The building comprises a central 2-bay hall facing south with a rear stack (rebuilt in the 20th century), a 4-bay service crosswing to the left with an 18th or 19th-century stack in the second bay and vehicle access through to its right, and a 3-bay parlour or solar crosswing to the right with an 18th or 19th-century stack to its right. A 14th or 15th-century 2-bay extension extends to the rear. Further 19th and 20th-century extensions have been added to the rear of the hall and the extension. The building rises to two storeys with attics. Both the service and parlour crosswings were originally jetted to the front but have been cut back to the line of the lower storey.
No. 17 comprises the left crosswing. On the ground floor is one early 19th-century sash window with an altered lower sash. The upper floor has one early 19th-century sash of 16 lights with crown glass. The lower storey is infilled with 20th-century brick nogging; the upper storey retains 18th-century lightweight framing with primary straight bracing, exposed externally. Closely spaced joists of horizontal section are cut through and exposed. The vehicle access features 20th-century iron gates incorporating the name Thorough Inn and the date 1530, and a 19th-century half-glazed door is set in the left side of the access.
No. 19 comprises the remainder of the building and is plastered externally. The ground floor contains one 19th or 20th-century sash of 16 lights and a 19th-century shopfront altered to a tripartite sash of 4-12-4 lights. There is a 6-panel door with inserted leaded glazing in 4 panels, with a fascia and dentilled and moulded shallow canopy supported on two large scrolled brackets, with one stone step. The first floor has two 19th or 20th-century sashes of 16 lights. A continuous roof spans over the hall and both crosswings, hipped at the right end and at the rear of the left crosswing.
The vehicle access is located on the site of the original cross-entry but has been widened. No. 17 retains a blocked unglazed window below the rear tiebeam and a crownpost roof. The front and rear portions of this roof have been altered, leaving one plain square crownpost with one of two down-braces to the tiebeam and one of two axial braces to the collar-purlin.
In No. 19, the hall (span 6.70 metres) has a late 16th-century inserted floor with a chamfered axial beam with lamb's tongue stops and joists plastered to the soffits. The large hall window to the rear retains its transom with three diamond mullions above. At the right end is a blocked doorway into the parlour with a 4-centred head. The hollow-chamfered cambered tiebeam in the middle of the hall has mortices for deep curved braces almost meeting in the centre, and for spandrel-struts. Above is a cross-quadrate crownpost with four rising braces, all heavily smoke-blackened. At the right end of the hall, the collar-purlin has been severed, probably for a stack which has since been demolished. The front wallplate, which is hollow-chamfered with step stops, has been severed for a window, and at the right end is mutilated.

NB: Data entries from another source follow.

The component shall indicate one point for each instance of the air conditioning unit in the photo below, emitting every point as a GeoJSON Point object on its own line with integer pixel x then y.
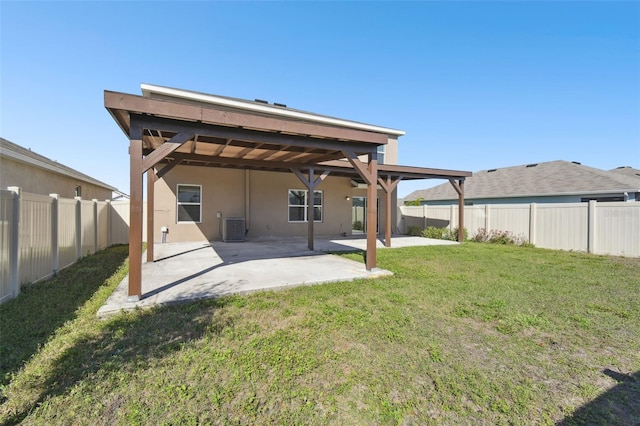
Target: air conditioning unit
{"type": "Point", "coordinates": [233, 229]}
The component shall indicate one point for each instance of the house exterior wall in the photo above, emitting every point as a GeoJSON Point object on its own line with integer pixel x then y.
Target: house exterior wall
{"type": "Point", "coordinates": [258, 196]}
{"type": "Point", "coordinates": [38, 181]}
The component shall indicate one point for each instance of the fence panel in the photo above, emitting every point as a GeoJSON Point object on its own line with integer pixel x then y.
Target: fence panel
{"type": "Point", "coordinates": [510, 217]}
{"type": "Point", "coordinates": [617, 227]}
{"type": "Point", "coordinates": [67, 232]}
{"type": "Point", "coordinates": [119, 222]}
{"type": "Point", "coordinates": [87, 226]}
{"type": "Point", "coordinates": [103, 224]}
{"type": "Point", "coordinates": [35, 251]}
{"type": "Point", "coordinates": [562, 226]}
{"type": "Point", "coordinates": [7, 200]}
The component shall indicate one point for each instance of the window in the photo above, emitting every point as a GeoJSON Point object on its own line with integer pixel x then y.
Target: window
{"type": "Point", "coordinates": [380, 153]}
{"type": "Point", "coordinates": [298, 205]}
{"type": "Point", "coordinates": [189, 204]}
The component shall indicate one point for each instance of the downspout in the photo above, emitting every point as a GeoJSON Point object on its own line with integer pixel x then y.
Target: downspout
{"type": "Point", "coordinates": [247, 200]}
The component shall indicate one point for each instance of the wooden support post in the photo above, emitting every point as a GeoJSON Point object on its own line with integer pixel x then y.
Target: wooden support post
{"type": "Point", "coordinates": [461, 211]}
{"type": "Point", "coordinates": [459, 187]}
{"type": "Point", "coordinates": [389, 186]}
{"type": "Point", "coordinates": [151, 180]}
{"type": "Point", "coordinates": [372, 212]}
{"type": "Point", "coordinates": [310, 211]}
{"type": "Point", "coordinates": [135, 215]}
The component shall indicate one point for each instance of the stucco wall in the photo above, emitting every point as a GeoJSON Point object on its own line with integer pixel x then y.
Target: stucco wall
{"type": "Point", "coordinates": [260, 197]}
{"type": "Point", "coordinates": [38, 181]}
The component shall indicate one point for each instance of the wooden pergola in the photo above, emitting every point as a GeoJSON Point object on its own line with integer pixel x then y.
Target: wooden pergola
{"type": "Point", "coordinates": [169, 132]}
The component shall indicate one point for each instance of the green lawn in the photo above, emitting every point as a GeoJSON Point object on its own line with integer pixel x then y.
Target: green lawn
{"type": "Point", "coordinates": [476, 333]}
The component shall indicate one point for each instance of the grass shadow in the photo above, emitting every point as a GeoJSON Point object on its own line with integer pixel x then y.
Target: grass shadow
{"type": "Point", "coordinates": [123, 344]}
{"type": "Point", "coordinates": [28, 321]}
{"type": "Point", "coordinates": [618, 406]}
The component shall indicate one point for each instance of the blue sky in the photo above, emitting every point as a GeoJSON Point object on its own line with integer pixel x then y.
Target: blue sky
{"type": "Point", "coordinates": [475, 85]}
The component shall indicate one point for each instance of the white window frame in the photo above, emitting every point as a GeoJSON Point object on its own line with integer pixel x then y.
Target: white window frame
{"type": "Point", "coordinates": [304, 206]}
{"type": "Point", "coordinates": [381, 153]}
{"type": "Point", "coordinates": [178, 203]}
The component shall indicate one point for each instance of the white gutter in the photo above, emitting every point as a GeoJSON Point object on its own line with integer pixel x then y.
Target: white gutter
{"type": "Point", "coordinates": [266, 109]}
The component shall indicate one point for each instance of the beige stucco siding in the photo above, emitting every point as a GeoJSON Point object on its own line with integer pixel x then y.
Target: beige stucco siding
{"type": "Point", "coordinates": [260, 197]}
{"type": "Point", "coordinates": [38, 181]}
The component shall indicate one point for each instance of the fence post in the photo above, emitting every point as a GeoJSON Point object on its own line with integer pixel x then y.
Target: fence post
{"type": "Point", "coordinates": [14, 264]}
{"type": "Point", "coordinates": [95, 224]}
{"type": "Point", "coordinates": [55, 209]}
{"type": "Point", "coordinates": [487, 222]}
{"type": "Point", "coordinates": [532, 223]}
{"type": "Point", "coordinates": [78, 227]}
{"type": "Point", "coordinates": [108, 208]}
{"type": "Point", "coordinates": [424, 215]}
{"type": "Point", "coordinates": [591, 231]}
{"type": "Point", "coordinates": [451, 216]}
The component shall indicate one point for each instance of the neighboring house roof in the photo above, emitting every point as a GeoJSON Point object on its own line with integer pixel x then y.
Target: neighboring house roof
{"type": "Point", "coordinates": [626, 170]}
{"type": "Point", "coordinates": [15, 152]}
{"type": "Point", "coordinates": [261, 107]}
{"type": "Point", "coordinates": [551, 178]}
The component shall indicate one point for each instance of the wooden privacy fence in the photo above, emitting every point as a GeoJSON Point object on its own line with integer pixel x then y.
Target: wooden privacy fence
{"type": "Point", "coordinates": [40, 234]}
{"type": "Point", "coordinates": [602, 228]}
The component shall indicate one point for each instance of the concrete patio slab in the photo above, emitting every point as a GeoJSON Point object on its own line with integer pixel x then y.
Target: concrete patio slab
{"type": "Point", "coordinates": [191, 271]}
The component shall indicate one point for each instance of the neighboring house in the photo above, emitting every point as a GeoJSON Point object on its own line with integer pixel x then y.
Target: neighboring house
{"type": "Point", "coordinates": [37, 174]}
{"type": "Point", "coordinates": [549, 182]}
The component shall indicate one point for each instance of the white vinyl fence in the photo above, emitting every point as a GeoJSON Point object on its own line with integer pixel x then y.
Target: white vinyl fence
{"type": "Point", "coordinates": [602, 228]}
{"type": "Point", "coordinates": [40, 234]}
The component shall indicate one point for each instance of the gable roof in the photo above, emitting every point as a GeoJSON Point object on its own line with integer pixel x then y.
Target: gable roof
{"type": "Point", "coordinates": [18, 153]}
{"type": "Point", "coordinates": [541, 179]}
{"type": "Point", "coordinates": [626, 170]}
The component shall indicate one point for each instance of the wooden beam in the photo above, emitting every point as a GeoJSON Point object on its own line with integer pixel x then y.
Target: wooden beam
{"type": "Point", "coordinates": [151, 180]}
{"type": "Point", "coordinates": [221, 148]}
{"type": "Point", "coordinates": [167, 168]}
{"type": "Point", "coordinates": [167, 124]}
{"type": "Point", "coordinates": [252, 163]}
{"type": "Point", "coordinates": [165, 149]}
{"type": "Point", "coordinates": [372, 211]}
{"type": "Point", "coordinates": [135, 215]}
{"type": "Point", "coordinates": [360, 167]}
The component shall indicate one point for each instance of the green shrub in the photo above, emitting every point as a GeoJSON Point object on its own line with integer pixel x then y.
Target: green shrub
{"type": "Point", "coordinates": [433, 232]}
{"type": "Point", "coordinates": [495, 236]}
{"type": "Point", "coordinates": [414, 231]}
{"type": "Point", "coordinates": [444, 233]}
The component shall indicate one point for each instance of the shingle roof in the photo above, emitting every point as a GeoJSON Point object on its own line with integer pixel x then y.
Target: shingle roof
{"type": "Point", "coordinates": [542, 179]}
{"type": "Point", "coordinates": [11, 150]}
{"type": "Point", "coordinates": [626, 170]}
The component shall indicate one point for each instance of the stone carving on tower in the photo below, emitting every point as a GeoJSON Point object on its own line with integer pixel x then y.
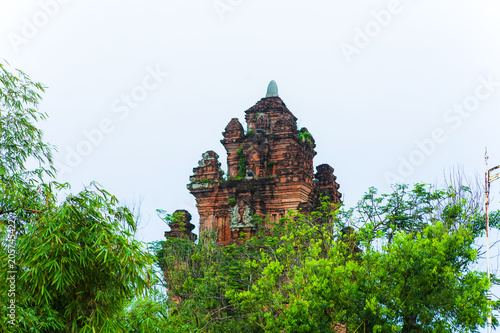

The right crosswing has chamfered binding beams with step stops and plain joists of horizontal section. It contains one of two internal tiebeams with a square crownpost and four-way rising braces, and a blocked unglazed window below the rear tiebeam. The wallplate scarfs are edge-halved with sallied and bridled abutments. The 2-bay extension to the rear appears to have been built shortly after the main structure and has the same type of scarfs in the wallplates. Much of the studding of the left upper wall has been removed where it abuts a large lean-to extension.
According to deeds held by the owner, the building was owned by Greene King brewers from 1886 to 1902, when it was known as the Bird-in-Hand Inn.